This happened to me when I was a seconded grader at Mark Twain Elementary School in Oak Cliff - really almost a part of Dallas, Texas.

The school in 1969 still had a new feel to it and was considered upscale as far as elementary schools of that era went. It had an auditorium with a formal stage and lighting, a film room, a first grade wing with restrooms in every classroom, an attached gym with a wood basketball court floor along with locker rooms and showers, a big library, science rooms, a special art room, and many other features most grade schools of that time simply did not have.

That year, I was fortunate enough to be picked to be in the PTA talent show for the school. Only three from my grade were chosen.

My act was a western song and involved the use of toy prop guns, which at that time were not forbidden in schools. We rehearsed every day for two weeks for this show.

Often the rehearsals started in the early evening and we were allowed access into the auditorium through its side door so we could not wander through the school itself. In that era, parents were not so frightened of kidnappings or other sinister events, so I was allowed to stay by myself at the school during these rehearsals and my parents would pick me up around eight when we were through. One night, however, they got confused as to which one was picking me up, so no one came for me.
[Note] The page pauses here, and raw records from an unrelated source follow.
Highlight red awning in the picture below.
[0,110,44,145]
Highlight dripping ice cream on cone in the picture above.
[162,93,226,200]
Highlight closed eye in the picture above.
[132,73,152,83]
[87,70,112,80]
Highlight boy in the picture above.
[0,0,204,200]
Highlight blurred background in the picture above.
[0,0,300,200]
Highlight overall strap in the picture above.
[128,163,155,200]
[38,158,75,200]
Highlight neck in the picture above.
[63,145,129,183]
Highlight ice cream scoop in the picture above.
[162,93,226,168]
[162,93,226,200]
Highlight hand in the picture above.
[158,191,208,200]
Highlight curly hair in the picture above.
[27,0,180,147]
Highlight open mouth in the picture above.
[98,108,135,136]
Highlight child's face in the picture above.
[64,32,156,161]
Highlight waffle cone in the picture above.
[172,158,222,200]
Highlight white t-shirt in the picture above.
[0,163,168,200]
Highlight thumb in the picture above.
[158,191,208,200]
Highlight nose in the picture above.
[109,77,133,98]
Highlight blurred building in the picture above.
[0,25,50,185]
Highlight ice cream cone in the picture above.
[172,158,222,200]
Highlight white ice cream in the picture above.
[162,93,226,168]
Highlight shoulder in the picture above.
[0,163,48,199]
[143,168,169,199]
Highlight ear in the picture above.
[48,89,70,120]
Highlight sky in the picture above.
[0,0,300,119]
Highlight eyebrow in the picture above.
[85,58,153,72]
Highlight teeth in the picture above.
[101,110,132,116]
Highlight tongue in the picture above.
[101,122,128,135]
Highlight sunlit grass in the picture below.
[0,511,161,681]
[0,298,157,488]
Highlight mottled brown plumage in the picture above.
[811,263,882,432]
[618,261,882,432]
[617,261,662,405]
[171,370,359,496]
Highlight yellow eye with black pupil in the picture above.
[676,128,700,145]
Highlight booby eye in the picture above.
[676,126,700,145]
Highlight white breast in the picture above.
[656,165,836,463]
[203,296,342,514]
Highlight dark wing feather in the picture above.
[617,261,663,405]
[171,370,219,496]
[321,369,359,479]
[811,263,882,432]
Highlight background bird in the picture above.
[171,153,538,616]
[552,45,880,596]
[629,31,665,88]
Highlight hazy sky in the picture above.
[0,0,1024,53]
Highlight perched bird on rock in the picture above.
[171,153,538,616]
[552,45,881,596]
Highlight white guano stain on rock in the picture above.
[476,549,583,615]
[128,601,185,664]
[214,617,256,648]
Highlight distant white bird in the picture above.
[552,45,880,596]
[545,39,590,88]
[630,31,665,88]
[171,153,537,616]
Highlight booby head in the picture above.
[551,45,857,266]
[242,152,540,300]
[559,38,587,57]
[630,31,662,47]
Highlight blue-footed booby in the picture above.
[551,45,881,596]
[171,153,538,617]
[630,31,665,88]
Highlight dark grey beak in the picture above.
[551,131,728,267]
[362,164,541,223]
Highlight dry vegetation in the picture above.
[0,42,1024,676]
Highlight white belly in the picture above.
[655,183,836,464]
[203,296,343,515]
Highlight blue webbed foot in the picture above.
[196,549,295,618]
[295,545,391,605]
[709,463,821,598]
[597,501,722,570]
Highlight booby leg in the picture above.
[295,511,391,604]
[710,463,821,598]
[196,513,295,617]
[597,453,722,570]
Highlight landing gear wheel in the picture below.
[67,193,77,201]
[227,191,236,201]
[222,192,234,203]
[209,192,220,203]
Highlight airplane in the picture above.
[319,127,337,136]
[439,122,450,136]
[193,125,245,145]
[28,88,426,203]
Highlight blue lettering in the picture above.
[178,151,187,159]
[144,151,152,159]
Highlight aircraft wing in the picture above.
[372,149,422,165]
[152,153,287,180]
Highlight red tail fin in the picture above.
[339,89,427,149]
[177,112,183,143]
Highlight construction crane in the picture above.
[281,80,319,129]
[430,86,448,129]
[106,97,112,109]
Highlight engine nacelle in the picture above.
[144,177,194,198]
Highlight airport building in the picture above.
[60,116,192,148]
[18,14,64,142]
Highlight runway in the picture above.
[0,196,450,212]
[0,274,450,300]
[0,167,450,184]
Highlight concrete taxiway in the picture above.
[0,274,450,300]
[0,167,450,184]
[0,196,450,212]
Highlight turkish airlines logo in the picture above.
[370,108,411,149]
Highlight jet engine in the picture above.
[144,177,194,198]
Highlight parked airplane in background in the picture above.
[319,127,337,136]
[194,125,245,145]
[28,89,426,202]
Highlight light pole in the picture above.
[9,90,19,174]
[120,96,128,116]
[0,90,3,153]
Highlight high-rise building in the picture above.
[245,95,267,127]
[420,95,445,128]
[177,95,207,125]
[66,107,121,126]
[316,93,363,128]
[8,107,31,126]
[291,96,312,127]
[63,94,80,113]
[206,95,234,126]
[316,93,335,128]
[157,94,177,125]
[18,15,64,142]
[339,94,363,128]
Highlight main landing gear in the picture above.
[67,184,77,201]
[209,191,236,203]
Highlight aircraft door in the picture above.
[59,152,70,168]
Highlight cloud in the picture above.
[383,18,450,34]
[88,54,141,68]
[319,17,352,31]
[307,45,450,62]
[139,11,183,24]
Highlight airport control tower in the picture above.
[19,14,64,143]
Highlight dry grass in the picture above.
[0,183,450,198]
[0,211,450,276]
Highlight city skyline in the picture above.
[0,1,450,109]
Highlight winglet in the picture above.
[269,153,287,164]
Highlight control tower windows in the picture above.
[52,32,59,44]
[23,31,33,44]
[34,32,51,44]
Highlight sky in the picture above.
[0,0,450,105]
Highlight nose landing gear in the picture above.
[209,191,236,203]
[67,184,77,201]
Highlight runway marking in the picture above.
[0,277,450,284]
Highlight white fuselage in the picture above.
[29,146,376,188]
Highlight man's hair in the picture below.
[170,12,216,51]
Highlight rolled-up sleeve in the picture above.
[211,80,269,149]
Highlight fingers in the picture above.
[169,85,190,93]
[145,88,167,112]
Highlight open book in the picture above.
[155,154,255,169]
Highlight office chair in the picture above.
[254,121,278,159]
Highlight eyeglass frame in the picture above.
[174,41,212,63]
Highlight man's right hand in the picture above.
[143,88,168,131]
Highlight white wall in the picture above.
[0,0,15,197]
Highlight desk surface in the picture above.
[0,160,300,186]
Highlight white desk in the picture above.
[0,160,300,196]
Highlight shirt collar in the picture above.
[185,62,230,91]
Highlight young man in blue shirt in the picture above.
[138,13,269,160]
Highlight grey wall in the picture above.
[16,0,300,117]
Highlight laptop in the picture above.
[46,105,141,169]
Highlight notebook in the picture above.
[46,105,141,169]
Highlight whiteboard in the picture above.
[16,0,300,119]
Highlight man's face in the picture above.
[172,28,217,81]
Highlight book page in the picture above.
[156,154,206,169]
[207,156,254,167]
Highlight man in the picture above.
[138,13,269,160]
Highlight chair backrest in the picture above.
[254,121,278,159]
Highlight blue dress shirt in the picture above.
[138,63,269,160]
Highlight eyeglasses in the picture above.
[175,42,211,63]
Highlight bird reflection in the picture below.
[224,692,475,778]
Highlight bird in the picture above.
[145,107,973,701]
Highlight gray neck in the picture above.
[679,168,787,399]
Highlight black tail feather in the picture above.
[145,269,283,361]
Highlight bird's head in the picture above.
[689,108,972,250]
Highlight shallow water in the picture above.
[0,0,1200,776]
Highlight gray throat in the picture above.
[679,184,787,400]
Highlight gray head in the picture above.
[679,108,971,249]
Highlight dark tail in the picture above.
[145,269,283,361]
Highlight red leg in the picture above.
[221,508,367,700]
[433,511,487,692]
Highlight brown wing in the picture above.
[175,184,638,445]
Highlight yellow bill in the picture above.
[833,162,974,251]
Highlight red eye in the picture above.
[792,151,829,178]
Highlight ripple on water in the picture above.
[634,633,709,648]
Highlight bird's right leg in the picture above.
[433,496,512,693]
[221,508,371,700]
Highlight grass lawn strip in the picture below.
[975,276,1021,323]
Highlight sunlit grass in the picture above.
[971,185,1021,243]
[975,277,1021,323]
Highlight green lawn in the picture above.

All the other kids' parents picked them up, but I could only sit by the door and wait. Even the teacher/director locked the door and drove off in her car leaving me sitting alone on the door's stoop.

I had been sitting there for what seemed an eternity to me when I heard the door open and swing slightly ajar. No one seemed to have done this, so I assumed it must not have been shut fully. I stood up and opened it up as I somehow felt safer to be within the building than on the concrete step. When I opened the door, the auditorium was pitch black as all the lights had been turned off and the black out curtains on the windows were closed. I did not know where the light controls were, so I just sat down inside the doorway in the light coming from the outside security fixture.

While I sat there, I became aware of a noise coming from the back of the auditorium where the doors to the hallway lobby were. It was a rhythmic clicking kind of sound like what comes from a janitor's industrial dust mop when it is being pushed back and forth over the floor. I looked in the direction of the sound, but I couldn't see anything. The sound kept coming closer to me, however as if whatever was causing it was slowly making its way down the aisle to the stage area where the side door was. For some reason, I was not fearful of what might be causing the sound, so I stood up and looked into the dark as hard as I could. I saw nothing for a few moments, but then I began to make out the figure of a woman walking with a cane. She was very thin and was stooped over with a hump back. She looked to be horribly old, almost ancient - and was wearing a dark gray, wool shawl over her shoulders and head like a loose cowl.

She wore a long, loose, dark dress. She was looking right at me with a blank expression. Her eyes did not reflect light like most people's eyes do and I could see the cheek and jaw bones jutting out from under her wrinkled skin. It was now that I felt my heart start to race, but somehow I felt frozen in place as I watched her walk up to me. The woman stopped just about twelve feet from me and looked me straight in the eye. Then she held a bony hand out to me and said in a scratchy voice, "Come with me, boy." I stood transfixed with her gaze, but I managed to shake my head back and forth. The left side of her mouth pulled up a little as if in a partial snarl or sneer, and I could see yellow-gray, crooked teeth. She then started moving closer towards me as she said, "I know you. You will obey me!" With that, the door suddenly swung to shut, but someone was watching over me that night and the cap gun prop I was using in my act was lying in the doorway where I had left it. The gun stopped the door from shutting fully. The sudden motion of the door was all I needed to break my paralysis, and I threw myself at the door and was running out into the yard between the first grade wing and the cafeteria faster than I ever thought possible. I could hear the woman shrieking in rage behind me as I ran. When I got to the street, I turned and looked back. The woman was standing in the doorway with the most horrifyingly angry expression I ever have seen. Then the door slammed shut completely. I continued running all the way to my house. When I got home, I was crying hysterically. My mom was home and looked surprised that my father was not with me. I tried to tell her my story, but she believed I had imagined it all. She was upset and sorry for the mix up with my father, but she chalked my experience up to the frightened imagination of a seven-year-old. My father did not buy the story either.

The next day at school, the teacher/director handed me my prop gun. Its metal barrel was crimped and broken in half as if something had crushed it, and its plastic grip/handle had melted impressions on it as if it had been tightly squeezed by very hot, bony fingers. She told me she had found it at the back of the auditorium by the lobby doors. I told her I must have left it behind that night, and had no idea what had happened to it. I found the other half of the barrel that afternoon in the bushes right by the stage door. I never allowed myself to be alone in that auditorium again. Everyone said my performance in the talent show was good, but I looked extremely nervous, which they attributed to simple stage fright.

We moved away from Oak Cliff at the end of that year, and I never have been back inside that building. I shudder to imagine what would have happened had I not left my prop gun on that stoop!